Researchers have developed an end-to-end drug discovery pipeline for malaria by using the next generation of artificial intelligence (AI).
Malaria is one of the world's oldest infectious diseases that still causes health problems in many tropical countries, according to the research published in the journal Scientific Reports.
Plasmodium falciparum, the most dangerous human malaria parasite, is believed to be one of a million deaths a year, said researchers from Insilico Medicine Taiwan.
Plasmodium falciparum causes malaria in humans by destroying human haemoglobin through falcipain-2 (FP2).

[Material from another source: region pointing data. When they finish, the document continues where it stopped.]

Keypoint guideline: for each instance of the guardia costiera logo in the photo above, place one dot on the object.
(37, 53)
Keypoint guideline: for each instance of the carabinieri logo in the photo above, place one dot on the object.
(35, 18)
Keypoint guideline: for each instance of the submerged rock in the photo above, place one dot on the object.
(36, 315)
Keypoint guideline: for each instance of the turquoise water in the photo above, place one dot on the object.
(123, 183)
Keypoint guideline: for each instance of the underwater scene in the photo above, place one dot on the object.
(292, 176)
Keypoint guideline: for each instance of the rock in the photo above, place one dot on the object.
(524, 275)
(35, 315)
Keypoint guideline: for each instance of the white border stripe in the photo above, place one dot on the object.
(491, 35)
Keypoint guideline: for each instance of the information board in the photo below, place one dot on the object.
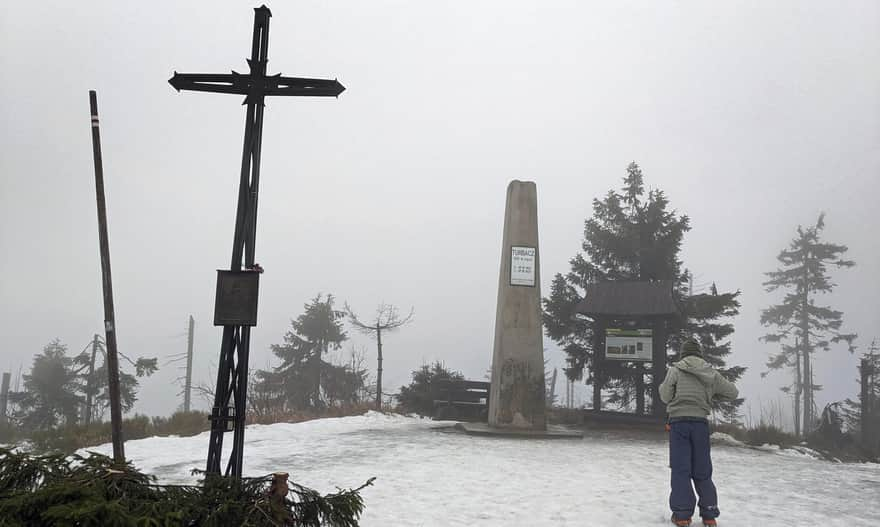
(628, 344)
(522, 266)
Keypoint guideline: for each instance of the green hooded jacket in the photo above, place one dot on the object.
(690, 385)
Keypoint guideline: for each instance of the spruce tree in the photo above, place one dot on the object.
(633, 235)
(799, 325)
(50, 397)
(315, 332)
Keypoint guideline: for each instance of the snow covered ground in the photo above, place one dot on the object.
(428, 477)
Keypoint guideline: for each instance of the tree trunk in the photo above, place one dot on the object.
(379, 369)
(805, 342)
(90, 385)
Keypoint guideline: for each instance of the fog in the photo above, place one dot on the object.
(753, 118)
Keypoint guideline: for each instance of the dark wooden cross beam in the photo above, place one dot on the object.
(237, 288)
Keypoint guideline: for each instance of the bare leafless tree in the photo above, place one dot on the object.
(387, 319)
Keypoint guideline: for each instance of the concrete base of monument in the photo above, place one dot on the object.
(552, 432)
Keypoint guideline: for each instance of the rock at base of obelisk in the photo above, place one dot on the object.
(517, 391)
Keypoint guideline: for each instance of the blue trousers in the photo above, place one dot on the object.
(691, 461)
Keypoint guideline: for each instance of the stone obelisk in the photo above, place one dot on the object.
(517, 392)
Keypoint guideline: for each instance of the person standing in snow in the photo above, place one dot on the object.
(688, 390)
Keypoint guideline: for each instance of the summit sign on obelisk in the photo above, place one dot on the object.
(517, 398)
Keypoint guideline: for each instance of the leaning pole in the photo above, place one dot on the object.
(109, 316)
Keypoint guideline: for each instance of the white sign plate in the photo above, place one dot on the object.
(522, 266)
(628, 344)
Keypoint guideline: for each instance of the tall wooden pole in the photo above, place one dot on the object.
(187, 389)
(865, 397)
(109, 317)
(4, 397)
(379, 371)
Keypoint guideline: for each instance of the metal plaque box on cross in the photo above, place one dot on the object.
(236, 302)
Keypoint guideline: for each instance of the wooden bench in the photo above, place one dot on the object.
(461, 400)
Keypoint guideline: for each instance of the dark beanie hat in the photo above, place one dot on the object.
(691, 347)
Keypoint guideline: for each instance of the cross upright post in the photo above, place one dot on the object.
(237, 289)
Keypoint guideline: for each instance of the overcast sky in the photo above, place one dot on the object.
(753, 117)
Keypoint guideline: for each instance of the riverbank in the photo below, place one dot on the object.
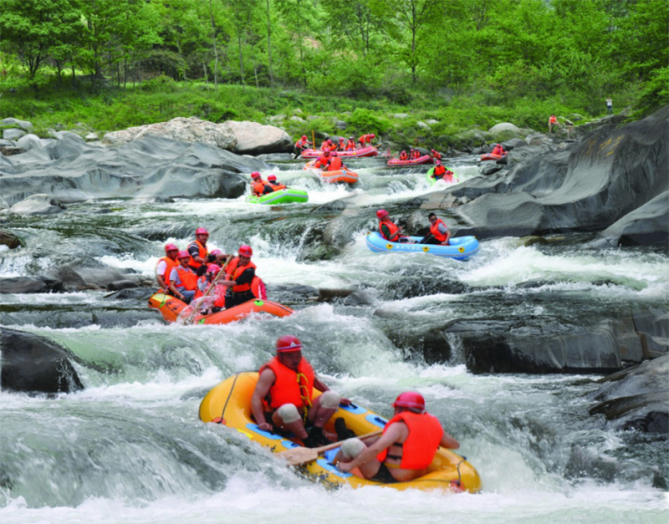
(440, 120)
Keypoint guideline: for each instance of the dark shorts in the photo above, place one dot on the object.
(383, 475)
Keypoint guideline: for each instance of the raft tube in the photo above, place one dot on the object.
(229, 403)
(431, 180)
(170, 307)
(490, 156)
(341, 176)
(282, 196)
(396, 162)
(459, 248)
(358, 153)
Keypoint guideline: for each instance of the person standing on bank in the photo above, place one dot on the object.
(439, 234)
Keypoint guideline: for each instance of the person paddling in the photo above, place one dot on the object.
(406, 448)
(439, 234)
(282, 399)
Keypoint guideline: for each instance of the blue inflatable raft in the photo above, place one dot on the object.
(460, 248)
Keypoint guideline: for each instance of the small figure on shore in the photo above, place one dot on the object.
(552, 122)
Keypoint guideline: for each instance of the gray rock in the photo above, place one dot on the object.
(13, 134)
(255, 139)
(40, 204)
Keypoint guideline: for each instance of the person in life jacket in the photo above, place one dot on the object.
(165, 266)
(242, 283)
(323, 161)
(498, 150)
(271, 180)
(388, 229)
(183, 280)
(258, 186)
(552, 122)
(283, 396)
(439, 233)
(406, 448)
(198, 248)
(335, 162)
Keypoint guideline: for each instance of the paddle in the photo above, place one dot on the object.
(297, 456)
(194, 307)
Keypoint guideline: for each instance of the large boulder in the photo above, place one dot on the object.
(72, 170)
(190, 130)
(256, 139)
(637, 398)
(32, 364)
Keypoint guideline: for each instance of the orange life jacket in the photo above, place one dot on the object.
(335, 164)
(171, 264)
(434, 229)
(202, 253)
(422, 444)
(394, 231)
(289, 387)
(187, 277)
(235, 271)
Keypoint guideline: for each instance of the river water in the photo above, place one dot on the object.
(130, 447)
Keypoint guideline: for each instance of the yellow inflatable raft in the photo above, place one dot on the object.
(229, 403)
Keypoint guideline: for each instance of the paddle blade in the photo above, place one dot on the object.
(297, 456)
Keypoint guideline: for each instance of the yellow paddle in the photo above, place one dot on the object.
(297, 456)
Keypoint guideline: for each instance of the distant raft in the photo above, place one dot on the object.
(282, 196)
(459, 248)
(396, 162)
(171, 307)
(229, 404)
(431, 180)
(356, 153)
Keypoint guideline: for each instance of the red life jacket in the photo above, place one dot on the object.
(394, 231)
(289, 388)
(434, 229)
(335, 164)
(187, 277)
(171, 264)
(421, 445)
(235, 271)
(202, 253)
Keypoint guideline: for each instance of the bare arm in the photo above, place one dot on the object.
(265, 381)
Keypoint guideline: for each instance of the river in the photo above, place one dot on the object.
(130, 446)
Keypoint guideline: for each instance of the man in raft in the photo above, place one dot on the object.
(242, 282)
(198, 249)
(439, 233)
(258, 186)
(282, 397)
(388, 229)
(183, 280)
(165, 266)
(406, 448)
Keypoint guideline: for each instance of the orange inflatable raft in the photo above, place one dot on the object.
(170, 307)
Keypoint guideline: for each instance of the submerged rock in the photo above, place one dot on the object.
(32, 364)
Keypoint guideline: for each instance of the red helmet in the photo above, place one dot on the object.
(288, 343)
(410, 400)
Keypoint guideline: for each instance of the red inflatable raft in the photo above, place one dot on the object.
(357, 153)
(170, 307)
(396, 162)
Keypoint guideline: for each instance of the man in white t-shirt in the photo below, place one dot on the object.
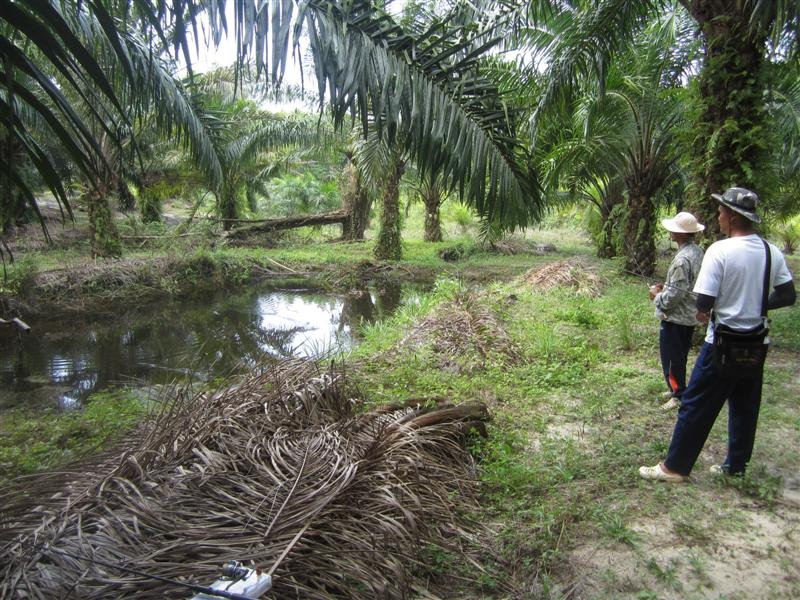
(731, 282)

Inhibitors of FP2 block haemoglobin and parasite development, suggesting that FP2 inhibition is a promising target for antimalarial therapy, researchers said.
The control of malaria has been hampered by increasing resistance to malaria parasites to available drugs, they said.
New antimalarial drugs, ideally directed against new targets, are urgently needed.
To encounter this challenge, researchers from Insilico Taiwan have extensively studied the mechanisms of the protease inhibitor E64 approaches, interactions with, and inhibitors FP2.
The effectiveness of E64 and its potential for low toxicity in humans is high as a primary cause.
Results of the study have shown that E64 and FP2 are facilitated by the amino acids of FP2 located within and near the previously identified binding pocket of FP2.
This suggests that the antimalarial drug design should not focus on finding drug candidates that will bind tightly to the residences of established binding pocket, but also consider the need for the drug candidate. .
"Insilico Taiwan is happy to present the work on malaria which can help save millions of lives," said Artur Kadurin, CEO Insilico Medicine Taiwan.
Results of the study confirm that E64 is able to inhibit FP2, and explains in detail the physicochemical factors of E64's interaction with FP2 as extremely favourable.